Empowering young Australians to be a clear Christian voice
During Question Time on 17 July, the Minister for the Status of Women Gail Gago – and sponsor of the Sex Work Reform Bill 2012 – said:
I have looked at a number of legislative and regulatory models, and I have to say that I have been much informed by the New Zealand experience. The NZ Prostitution Reform Act in 2003 decriminalised sex workers, and that was done with an aim to safeguarding the human rights of workers and promoting their welfare and also occupational health and safety.
But news reports from New Zealand paint a picture of failure.
“A sleazy, under-age sex trade has been found in Christchurch”

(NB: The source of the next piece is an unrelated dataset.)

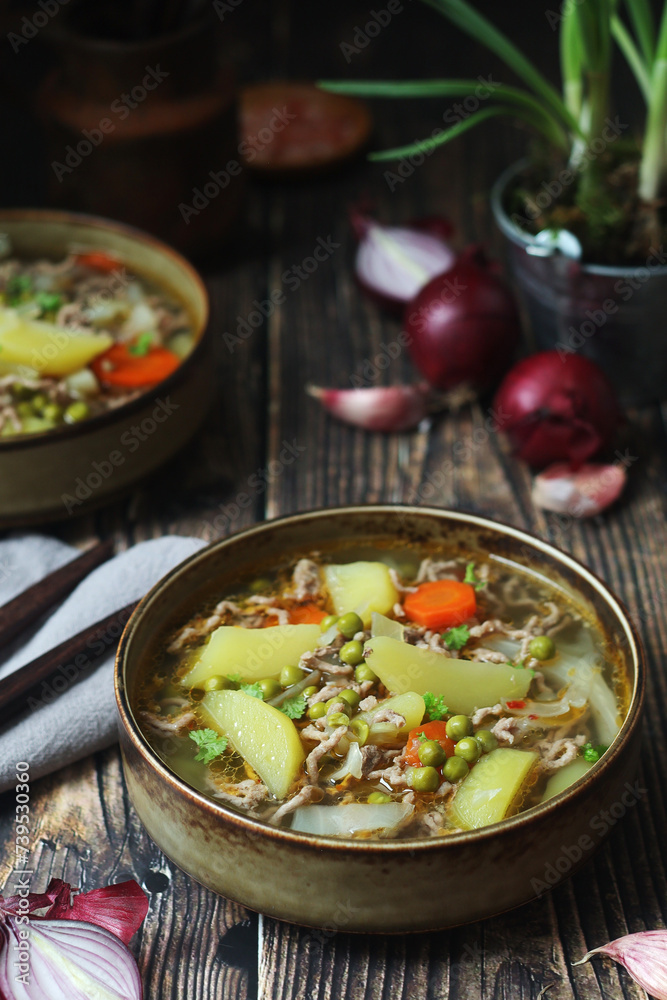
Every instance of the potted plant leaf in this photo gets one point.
(583, 215)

“Police are worried by a rise in underage prostitution in downtown Auckland, where girls as young as 12 are selling themselves for sex”
“‘Young meat earns a lot of money,’ said Ms Baker. ‘Under-age prostitution has always been a problem, but there is an increase. We are seeing more and more young girls out there.’”
There are also additional problems with the current SA bill to decriminalise brothels. A submission by the Law Society of South Australia which comments on the bill, dated 29 June 2012, states:
Firstly, in relation to section 10(1)(a) of the 2011 bill, we regard 200 metres to be too close in proximity to a children’s facility for a premises to be used for the purposes of sex work. We note that section 29 of the 2012 Bill has retained 200 metres as the prescribed distance from which a premises may be established from a ‘prescribed children’s service’; reduced to 50 metres in the central business district. We regard 50 metres and 200 metres as being too close.
The submission also raised concerns of there being no provision in the 2012 Bill to make it a specific offence for children to be present or living at the premises at any time during the operation of the sex business. The 2012 Bill omits to protect children who may be present or reside in a premise used for sex work.
Folks, prostitution harms: it harms women, men and children. There is no two ways about it. That’s why David Penberthy doesn’t want a brothel in his backyard. If we care for “sex workers”, about their human rights and welfare, we should be urging them to exit the trade, not encouraging their entry by legalising brothels.